Nvidia Corporation (NVDA) is expected to report earnings on Thursday November 7 after the market close. Analysts' estimates are for the company to earn $0.20 per share versus the $0.33 per share that the company earned in the same quarter a year ago. Nvidia's margins are looking to be soft, as the company will likely be pressured to cut prices in order to compete with Advanced Micro Devices, Inc. (AMD) new lower priced GPU's. Nvidia knows it must move beyond its core PC gaming market to other attractive markets. As a result the company is moving into mobile and they just released their first ever gaming device, called the Shield. NVDA says everything it has shipped so far has sold out. In addition, NVDA has been getting into the automotive infotainment segment which management believes could be a $1 billion annual business for them in a few years. Should investors buy, sell or hold shares of NVDA before the earnings release?

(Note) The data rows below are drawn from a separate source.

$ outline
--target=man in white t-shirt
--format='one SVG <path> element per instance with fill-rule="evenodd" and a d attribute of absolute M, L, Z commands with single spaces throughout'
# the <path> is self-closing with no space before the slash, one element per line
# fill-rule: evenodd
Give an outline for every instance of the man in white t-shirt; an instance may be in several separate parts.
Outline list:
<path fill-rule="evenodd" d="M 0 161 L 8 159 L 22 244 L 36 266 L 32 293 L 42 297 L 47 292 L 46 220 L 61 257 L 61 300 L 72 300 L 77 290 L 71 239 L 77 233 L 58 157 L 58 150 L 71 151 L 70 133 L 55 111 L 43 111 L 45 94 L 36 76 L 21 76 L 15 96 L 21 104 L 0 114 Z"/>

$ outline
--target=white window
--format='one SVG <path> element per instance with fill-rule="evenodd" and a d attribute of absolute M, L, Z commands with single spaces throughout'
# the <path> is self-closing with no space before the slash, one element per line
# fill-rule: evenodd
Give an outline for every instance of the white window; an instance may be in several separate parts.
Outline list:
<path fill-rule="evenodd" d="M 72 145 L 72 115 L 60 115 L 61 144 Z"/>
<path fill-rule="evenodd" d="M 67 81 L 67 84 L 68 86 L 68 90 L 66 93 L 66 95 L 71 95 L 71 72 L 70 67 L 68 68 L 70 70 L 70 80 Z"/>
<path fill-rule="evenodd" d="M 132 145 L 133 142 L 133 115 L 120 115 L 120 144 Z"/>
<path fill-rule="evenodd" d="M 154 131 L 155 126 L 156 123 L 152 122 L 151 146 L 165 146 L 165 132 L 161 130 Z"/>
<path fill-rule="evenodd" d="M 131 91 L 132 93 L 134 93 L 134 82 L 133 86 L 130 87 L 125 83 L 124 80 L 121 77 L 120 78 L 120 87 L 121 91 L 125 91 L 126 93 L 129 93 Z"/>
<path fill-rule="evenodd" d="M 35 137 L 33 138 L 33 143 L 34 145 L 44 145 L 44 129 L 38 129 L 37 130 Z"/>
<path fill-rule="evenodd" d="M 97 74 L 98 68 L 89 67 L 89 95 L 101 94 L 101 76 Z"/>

Shares of NVDA are up about 23% YTD, but the stock has been fallen more than 6% in the last few weeks. Based on the NVDA real-time trading report published by Stock Traders Daily, the stock recently broke below support, which means support is now converted resistance, and as long as the stock remains below converted resistance, as defined in our real time trading report, we expect lower levels. That would make NVDA a sell/short at resistance, with risk controls in place if resistance breaks higher.
Navigating earnings can be tricky, sometimes investor's earnings expectations are correct, but the stocks actually do the opposite of what they think it should have done after earnings, so our opinion based on price can help make investors make more well-rounded and sound investment decisions.